Setting up a Storm cluster is quite straight-forward, as it mainly consists of three steps:
- installing the Storm packages on each node of the cluster
- configuring the Storm nodes to discover the ZooKeeper servers by setting a property in the
conf/storm.yaml
file. - launching Storm processes on the Nimbus node and the Supervisors node by running the
bin/storm
script withnimbus
andsupervisor
as parameters.
By using ZooKeeper, the Storm master node (Nimbus) will automatically take care of discovering and integrating Supervisor nodes into the cluster.
In summary
Quoting from the project site:
Storm has many use cases: realtime analytics, online machine learning, continuous computation, distributed RPC, ETL, and more. Storm is fast: a benchmark clocked it at over a million tuples processed per second per node. It is scalable, fault-tolerant, guarantees your data will be processed, and is easy to set up and operate.
Understanding Storm’s programming model and designing topologies that can run on Storm do require some effort, as Storm is a very technical platform that lacks higher order tools and streaming operators.

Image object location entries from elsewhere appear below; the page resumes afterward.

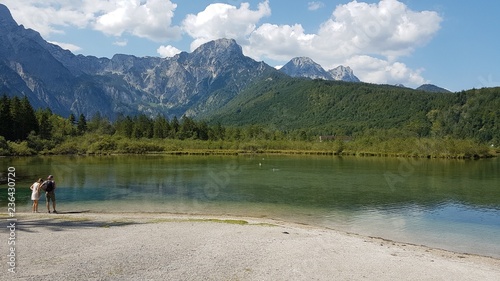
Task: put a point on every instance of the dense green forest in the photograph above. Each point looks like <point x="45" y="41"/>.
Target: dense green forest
<point x="280" y="116"/>
<point x="321" y="107"/>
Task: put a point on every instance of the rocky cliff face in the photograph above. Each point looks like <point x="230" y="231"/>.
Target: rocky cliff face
<point x="189" y="83"/>
<point x="306" y="67"/>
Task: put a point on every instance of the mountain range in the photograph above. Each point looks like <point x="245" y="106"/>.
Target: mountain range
<point x="192" y="84"/>
<point x="306" y="67"/>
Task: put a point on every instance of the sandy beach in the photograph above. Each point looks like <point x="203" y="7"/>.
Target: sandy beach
<point x="156" y="246"/>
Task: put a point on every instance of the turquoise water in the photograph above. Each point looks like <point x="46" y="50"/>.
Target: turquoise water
<point x="449" y="204"/>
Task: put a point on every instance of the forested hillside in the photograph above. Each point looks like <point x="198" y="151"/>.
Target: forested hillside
<point x="319" y="107"/>
<point x="277" y="115"/>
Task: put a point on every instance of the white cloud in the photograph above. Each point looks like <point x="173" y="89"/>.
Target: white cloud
<point x="73" y="48"/>
<point x="224" y="21"/>
<point x="279" y="42"/>
<point x="150" y="19"/>
<point x="357" y="34"/>
<point x="373" y="70"/>
<point x="167" y="51"/>
<point x="121" y="43"/>
<point x="315" y="5"/>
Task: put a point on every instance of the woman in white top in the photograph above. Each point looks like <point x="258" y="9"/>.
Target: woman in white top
<point x="35" y="194"/>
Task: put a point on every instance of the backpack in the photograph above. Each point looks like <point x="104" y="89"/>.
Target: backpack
<point x="48" y="186"/>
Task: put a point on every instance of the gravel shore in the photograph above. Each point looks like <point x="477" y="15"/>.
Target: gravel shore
<point x="153" y="246"/>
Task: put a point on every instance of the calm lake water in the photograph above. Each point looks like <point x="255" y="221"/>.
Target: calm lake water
<point x="449" y="204"/>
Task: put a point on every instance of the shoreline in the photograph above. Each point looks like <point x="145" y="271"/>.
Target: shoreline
<point x="206" y="247"/>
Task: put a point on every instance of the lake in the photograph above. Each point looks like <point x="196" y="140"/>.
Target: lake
<point x="448" y="204"/>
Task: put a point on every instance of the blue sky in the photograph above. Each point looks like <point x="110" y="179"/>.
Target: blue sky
<point x="453" y="44"/>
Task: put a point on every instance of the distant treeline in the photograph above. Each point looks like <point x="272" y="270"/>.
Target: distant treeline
<point x="24" y="131"/>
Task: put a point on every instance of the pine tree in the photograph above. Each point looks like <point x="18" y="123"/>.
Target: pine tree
<point x="81" y="125"/>
<point x="5" y="118"/>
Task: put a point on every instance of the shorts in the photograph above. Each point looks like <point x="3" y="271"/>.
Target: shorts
<point x="50" y="196"/>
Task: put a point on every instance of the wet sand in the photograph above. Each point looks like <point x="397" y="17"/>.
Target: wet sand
<point x="158" y="246"/>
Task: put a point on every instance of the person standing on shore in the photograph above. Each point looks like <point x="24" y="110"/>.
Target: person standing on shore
<point x="50" y="194"/>
<point x="35" y="194"/>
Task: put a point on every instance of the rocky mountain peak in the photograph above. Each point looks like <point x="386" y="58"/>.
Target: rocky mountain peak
<point x="6" y="19"/>
<point x="219" y="47"/>
<point x="306" y="67"/>
<point x="343" y="73"/>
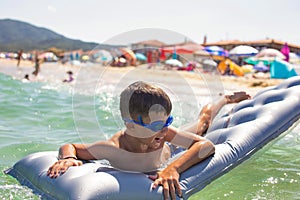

Looking at the bigger picture of real-time data processing, Storm plays a key role, but several other components are necessary to build a system that ingests data, performs computations and exposes the results in real time. A typical processing architecture consists of three parts: aggregating streams of data (for instance, by using Kafka), stream processing (with Storm) and querying the results with a query engine.
Analysing data as fast as they are acquired is certainly a critical requirement in many practical applications. By means of real-time data processing frameworks, organizations can gain insights from data in real time, or very close to it. An obvious use case is monitoring across data feeds (logs, system usage, etc.) and detecting anomalies so that decisions can be made in real-time.